Pertama ia harus beragama Islam. Dijelaskan dalam QS. Ali Imran: 28, Janganlah mengambil orang-orang yang mukminin orang¬orang yang kafir jadi pemimpin lebih daripada orang-orang yang beriman. Dan barang siapa, yang berbuat demikian itu maka tidaklah ada dari Allah sesuatu juapun. Kecuali bahwa kamu berawas diri dari mereka itu sebenar awas. Dan Allah memperingatkan kamu benar-benar akan diriNya. Dan kepada Allahlah tujuan kamu. Sayyid Quthb menafsirakan bahwa Pada umumnya yang dimaksud adalah orang-orang yahudi, meskipun boleh juga mencakup orang musyrik. Maka, hingga saat itu sebagian kamu muslimin masih menjadikan wali terhadap kerabat mereka yang musyrik dan terhadap orang-orang yahudi. Kemudian dilaranglah semua itu dan diancamnya dengan ancaman yang keras. Baik para wali itu dari kalangan yahudi maupun musyrikin, semuanya dalam Al Qur’an disebut kafir.

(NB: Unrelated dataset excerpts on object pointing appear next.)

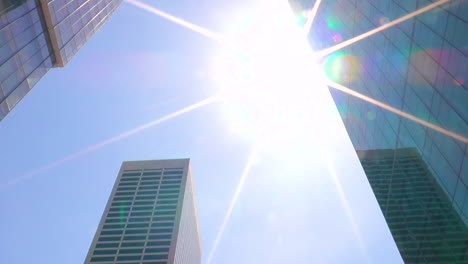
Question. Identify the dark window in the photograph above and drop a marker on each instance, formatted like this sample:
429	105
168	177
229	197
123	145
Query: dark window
107	245
165	213
133	244
127	238
112	226
171	182
161	230
162	218
131	251
139	219
148	173
119	258
167	202
169	192
159	237
131	174
109	239
157	250
136	231
144	203
166	207
111	232
147	257
158	243
172	177
105	252
169	187
137	225
172	172
163	224
168	197
102	259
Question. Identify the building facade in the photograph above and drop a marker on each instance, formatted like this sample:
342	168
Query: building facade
419	66
420	216
37	35
151	216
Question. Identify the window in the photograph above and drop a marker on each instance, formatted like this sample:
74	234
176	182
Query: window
166	202
161	230
111	232
119	258
136	231
150	173
158	243
164	218
165	213
173	172
131	174
127	238
133	244
107	245
102	259
159	237
165	207
166	224
109	239
137	225
169	192
157	250
147	257
139	219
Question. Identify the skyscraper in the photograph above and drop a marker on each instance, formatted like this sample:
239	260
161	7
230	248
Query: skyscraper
423	222
37	35
419	66
150	217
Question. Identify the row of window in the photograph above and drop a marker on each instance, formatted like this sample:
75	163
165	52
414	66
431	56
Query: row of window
152	173
134	244
126	258
128	251
134	238
143	225
136	231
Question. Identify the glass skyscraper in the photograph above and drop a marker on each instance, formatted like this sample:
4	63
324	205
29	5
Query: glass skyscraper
37	35
151	216
419	66
421	218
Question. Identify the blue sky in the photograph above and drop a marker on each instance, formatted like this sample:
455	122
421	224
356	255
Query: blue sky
138	68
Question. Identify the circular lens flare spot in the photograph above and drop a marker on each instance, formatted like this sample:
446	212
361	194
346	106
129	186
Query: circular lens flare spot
337	38
383	20
341	67
371	115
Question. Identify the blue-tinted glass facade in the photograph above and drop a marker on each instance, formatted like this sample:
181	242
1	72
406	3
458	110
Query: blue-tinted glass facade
424	224
419	66
38	35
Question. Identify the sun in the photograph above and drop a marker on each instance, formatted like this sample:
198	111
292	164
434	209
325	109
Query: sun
268	78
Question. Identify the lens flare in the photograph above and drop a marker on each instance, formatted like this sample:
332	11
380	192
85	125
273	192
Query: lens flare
342	67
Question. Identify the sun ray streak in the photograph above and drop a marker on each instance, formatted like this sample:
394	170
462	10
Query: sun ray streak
311	17
227	216
203	31
397	111
332	49
109	141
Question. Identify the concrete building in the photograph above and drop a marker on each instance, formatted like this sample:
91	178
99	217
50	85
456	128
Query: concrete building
423	222
37	35
151	216
419	66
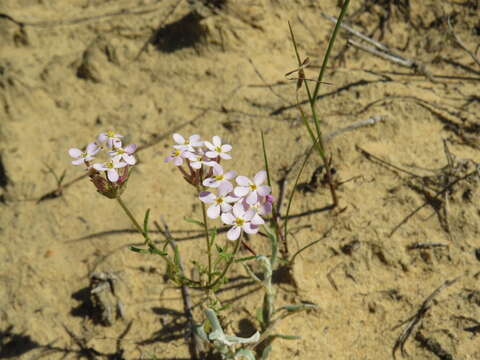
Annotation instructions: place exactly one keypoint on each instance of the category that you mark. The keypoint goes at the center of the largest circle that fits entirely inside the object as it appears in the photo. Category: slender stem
(207, 236)
(230, 261)
(134, 221)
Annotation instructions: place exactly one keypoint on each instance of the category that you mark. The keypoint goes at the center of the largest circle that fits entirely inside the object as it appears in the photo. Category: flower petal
(102, 138)
(112, 175)
(130, 159)
(239, 210)
(252, 198)
(241, 191)
(213, 211)
(243, 180)
(212, 154)
(224, 188)
(195, 140)
(206, 197)
(263, 190)
(217, 141)
(230, 175)
(210, 182)
(228, 218)
(226, 147)
(234, 233)
(209, 145)
(78, 162)
(74, 152)
(179, 139)
(177, 161)
(92, 148)
(131, 148)
(249, 228)
(99, 167)
(260, 177)
(217, 169)
(257, 220)
(226, 207)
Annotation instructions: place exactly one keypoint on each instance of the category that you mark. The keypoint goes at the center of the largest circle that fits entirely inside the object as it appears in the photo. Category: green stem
(230, 261)
(134, 221)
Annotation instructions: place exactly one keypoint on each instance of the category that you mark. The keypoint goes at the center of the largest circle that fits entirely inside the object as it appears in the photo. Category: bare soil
(72, 69)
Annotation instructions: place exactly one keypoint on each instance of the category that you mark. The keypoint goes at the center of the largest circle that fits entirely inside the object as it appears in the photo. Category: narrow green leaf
(193, 221)
(245, 258)
(286, 337)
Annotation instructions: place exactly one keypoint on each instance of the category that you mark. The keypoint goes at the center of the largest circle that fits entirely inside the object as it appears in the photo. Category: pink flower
(124, 154)
(188, 145)
(195, 159)
(221, 201)
(262, 207)
(110, 139)
(252, 189)
(217, 149)
(111, 168)
(241, 220)
(82, 156)
(176, 157)
(219, 177)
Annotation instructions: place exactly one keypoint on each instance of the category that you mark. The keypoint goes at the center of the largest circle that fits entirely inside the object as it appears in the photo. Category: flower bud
(111, 190)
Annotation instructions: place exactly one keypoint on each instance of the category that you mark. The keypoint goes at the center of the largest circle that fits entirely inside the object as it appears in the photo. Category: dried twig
(158, 28)
(462, 44)
(383, 51)
(415, 319)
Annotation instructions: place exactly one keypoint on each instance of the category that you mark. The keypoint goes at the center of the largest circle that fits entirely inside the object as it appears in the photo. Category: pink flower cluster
(241, 206)
(119, 157)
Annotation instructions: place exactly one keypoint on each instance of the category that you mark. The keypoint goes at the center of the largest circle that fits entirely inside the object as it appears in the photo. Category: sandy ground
(72, 69)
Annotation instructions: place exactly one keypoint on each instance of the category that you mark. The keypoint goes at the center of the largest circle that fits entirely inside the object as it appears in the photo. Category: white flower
(217, 149)
(177, 157)
(195, 159)
(124, 154)
(82, 156)
(252, 189)
(241, 220)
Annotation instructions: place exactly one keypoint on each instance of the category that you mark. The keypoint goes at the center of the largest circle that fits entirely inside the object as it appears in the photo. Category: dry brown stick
(356, 33)
(400, 60)
(415, 319)
(259, 74)
(435, 196)
(462, 44)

Kedua ia harus Laki-laki; ini berdasarkan sabda Nabi SAW yang diriwayatkan Ahmad: Lan yufliha qoumun asnaduu amrohum ilamro-atin (Tidak akan beroleh kejayaan suatu kaum yang menyerahkan urusannya [kepemimpinan negara] kepada wanita). Tidak diperkenankan wanita menjadi pemimpin tertinggin, karena tabiatnya yang tidak memungkinkan baginya untuk memegang kepemimpinan sebuah negara, yang menuntutnya bekerja keras, bekerja secara kontinue, memimpin tentara, mengatur segala urusan tugas-tugas yang sangat berat dan melelahkan bagi kaum wanita.
Ketiga ia harus baligh; tidak gila, tidak kurang akal, dan bukan anak kecil sehingga dapat diberi beban tanggung jawab. Sebab tidak mampu seorang yang belum Baligh mampu menanggun segala kewajiban seorang pemimpin tertinggi.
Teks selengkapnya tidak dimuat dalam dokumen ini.